A real time system does not have the advantage of working on a batch of CDR that is going to be processed identically. In a simple rating batch system one could sort on the phone number so that the price for that group of CDR would all have the same rate. This allows one to only load into memory the rates needed for that particular batch. A real time system has to take the CDR as they come. This will slow processing down unless a larger amount of memory is dedicated to storing rates.
Again there is the issue of people power that I mentioned before. You will need more people to take advantage of all of the features that real time billing brings. It may take more people in the areas of rate entry, reporting, programming, database administrators and system administrators.
With real time rating the rate entry personnel become very important. Prices and costs need to be put in before they become effective. If they are not in the system others may make routing and sales decisions based on old rates. In addition when the prices and costs are updated the billing system will have to go back and re-calculate the data.

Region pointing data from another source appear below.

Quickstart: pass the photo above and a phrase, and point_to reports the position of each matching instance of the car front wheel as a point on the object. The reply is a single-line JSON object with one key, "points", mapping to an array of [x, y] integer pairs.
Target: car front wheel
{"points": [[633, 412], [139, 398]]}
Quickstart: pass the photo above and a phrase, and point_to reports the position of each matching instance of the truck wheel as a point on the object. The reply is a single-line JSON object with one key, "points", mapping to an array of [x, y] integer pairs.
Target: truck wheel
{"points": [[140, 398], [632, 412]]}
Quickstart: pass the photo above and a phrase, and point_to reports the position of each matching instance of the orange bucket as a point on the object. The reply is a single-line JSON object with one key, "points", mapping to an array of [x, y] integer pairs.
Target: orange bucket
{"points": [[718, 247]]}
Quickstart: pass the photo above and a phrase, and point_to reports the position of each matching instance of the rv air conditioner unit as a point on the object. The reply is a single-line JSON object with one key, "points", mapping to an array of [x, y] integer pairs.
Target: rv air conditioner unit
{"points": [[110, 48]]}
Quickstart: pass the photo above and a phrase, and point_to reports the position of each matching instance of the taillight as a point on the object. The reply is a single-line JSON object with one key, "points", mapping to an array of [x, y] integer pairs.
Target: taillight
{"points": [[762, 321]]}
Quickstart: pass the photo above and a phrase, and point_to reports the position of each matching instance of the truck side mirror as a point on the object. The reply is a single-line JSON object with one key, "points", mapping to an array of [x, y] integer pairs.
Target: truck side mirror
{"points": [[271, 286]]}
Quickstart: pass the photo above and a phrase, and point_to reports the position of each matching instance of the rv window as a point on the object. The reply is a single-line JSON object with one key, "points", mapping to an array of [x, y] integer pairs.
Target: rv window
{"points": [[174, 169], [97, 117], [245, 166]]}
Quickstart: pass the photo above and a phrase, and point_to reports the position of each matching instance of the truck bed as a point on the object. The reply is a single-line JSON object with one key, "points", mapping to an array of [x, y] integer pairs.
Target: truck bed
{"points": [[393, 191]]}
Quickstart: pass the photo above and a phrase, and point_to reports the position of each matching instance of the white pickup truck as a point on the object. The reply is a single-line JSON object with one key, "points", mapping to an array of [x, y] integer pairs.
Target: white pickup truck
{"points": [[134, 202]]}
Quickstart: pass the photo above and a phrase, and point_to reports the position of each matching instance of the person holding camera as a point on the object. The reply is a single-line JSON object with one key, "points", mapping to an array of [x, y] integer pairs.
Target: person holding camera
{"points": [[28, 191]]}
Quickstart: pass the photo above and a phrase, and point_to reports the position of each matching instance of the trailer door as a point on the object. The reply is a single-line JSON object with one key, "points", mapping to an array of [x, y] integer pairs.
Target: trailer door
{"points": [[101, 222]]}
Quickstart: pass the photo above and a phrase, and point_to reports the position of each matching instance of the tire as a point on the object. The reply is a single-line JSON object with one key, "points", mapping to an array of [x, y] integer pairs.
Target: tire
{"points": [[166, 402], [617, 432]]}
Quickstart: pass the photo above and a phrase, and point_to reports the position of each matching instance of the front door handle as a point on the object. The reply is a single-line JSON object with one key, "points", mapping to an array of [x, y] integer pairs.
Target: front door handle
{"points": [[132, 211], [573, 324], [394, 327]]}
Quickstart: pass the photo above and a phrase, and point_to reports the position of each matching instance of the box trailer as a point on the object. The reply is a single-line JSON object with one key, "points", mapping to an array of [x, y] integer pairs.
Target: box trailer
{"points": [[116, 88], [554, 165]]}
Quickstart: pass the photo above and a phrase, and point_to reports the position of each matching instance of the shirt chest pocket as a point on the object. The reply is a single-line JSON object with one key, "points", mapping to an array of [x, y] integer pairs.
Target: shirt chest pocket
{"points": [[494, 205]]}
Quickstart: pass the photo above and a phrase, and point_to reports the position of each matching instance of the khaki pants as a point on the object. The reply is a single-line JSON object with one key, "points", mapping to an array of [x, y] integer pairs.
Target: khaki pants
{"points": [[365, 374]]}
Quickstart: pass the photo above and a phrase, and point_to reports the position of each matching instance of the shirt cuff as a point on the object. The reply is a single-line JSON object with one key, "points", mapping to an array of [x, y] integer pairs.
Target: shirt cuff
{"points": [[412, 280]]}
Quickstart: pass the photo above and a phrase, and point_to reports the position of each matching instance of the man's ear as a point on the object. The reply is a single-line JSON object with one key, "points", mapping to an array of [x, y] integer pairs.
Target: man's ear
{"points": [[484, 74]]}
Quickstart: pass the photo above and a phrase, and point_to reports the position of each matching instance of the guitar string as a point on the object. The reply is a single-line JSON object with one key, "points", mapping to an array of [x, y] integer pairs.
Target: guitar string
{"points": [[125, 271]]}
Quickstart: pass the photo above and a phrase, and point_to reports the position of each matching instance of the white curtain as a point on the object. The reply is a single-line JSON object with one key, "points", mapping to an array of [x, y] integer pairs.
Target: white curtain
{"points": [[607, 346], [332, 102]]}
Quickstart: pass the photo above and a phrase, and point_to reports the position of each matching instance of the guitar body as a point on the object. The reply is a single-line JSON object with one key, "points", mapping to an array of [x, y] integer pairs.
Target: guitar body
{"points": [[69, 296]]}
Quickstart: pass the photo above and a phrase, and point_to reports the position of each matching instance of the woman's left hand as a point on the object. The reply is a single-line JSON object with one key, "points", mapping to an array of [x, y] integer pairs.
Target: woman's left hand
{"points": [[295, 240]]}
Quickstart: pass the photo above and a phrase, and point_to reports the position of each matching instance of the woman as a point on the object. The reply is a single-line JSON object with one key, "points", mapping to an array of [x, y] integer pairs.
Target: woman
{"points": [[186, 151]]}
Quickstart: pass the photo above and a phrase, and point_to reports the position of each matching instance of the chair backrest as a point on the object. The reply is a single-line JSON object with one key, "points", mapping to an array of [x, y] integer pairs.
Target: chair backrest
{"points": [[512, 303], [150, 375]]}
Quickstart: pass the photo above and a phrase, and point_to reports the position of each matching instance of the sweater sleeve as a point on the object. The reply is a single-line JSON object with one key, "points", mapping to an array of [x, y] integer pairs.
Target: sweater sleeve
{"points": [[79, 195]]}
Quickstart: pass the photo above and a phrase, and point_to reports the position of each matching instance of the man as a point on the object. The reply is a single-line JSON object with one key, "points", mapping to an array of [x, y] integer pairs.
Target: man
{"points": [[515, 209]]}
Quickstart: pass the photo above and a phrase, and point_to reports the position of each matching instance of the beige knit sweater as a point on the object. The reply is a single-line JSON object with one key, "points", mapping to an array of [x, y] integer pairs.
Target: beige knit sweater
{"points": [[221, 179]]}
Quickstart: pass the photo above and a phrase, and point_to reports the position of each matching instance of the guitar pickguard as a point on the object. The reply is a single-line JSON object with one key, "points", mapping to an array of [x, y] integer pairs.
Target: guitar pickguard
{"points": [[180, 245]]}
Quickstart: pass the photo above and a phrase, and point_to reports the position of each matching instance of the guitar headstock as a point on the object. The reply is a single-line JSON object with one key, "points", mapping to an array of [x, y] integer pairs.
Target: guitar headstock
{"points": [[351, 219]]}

AccuracyAccuracy of prices and costs become extra important in a real time billing system. Someone putting in a rate incorrectly can skew the reports wildly. For example by putting in $1.00 a minute instead of $.10 a minute can make your profit or costs appear to be very high. There are fail safe mechanisms that can be put in place to prevent most errors that are made during the rate entry process. It may be important to look into methods for double checking rates as you consider which billing system to use. I will describe these methods in a future article.
One of the key points in picking out a telecom billing system to use or in building one is determining if you need one that performs in a near real time fashion or a batch system. Be careful of batch systems that have been retrofitted to do near real time work or that claim to do both.
Overall I believe that a near real time billing system gives a company a distinct competitive advantage. Well, that is if the competition does not have one already.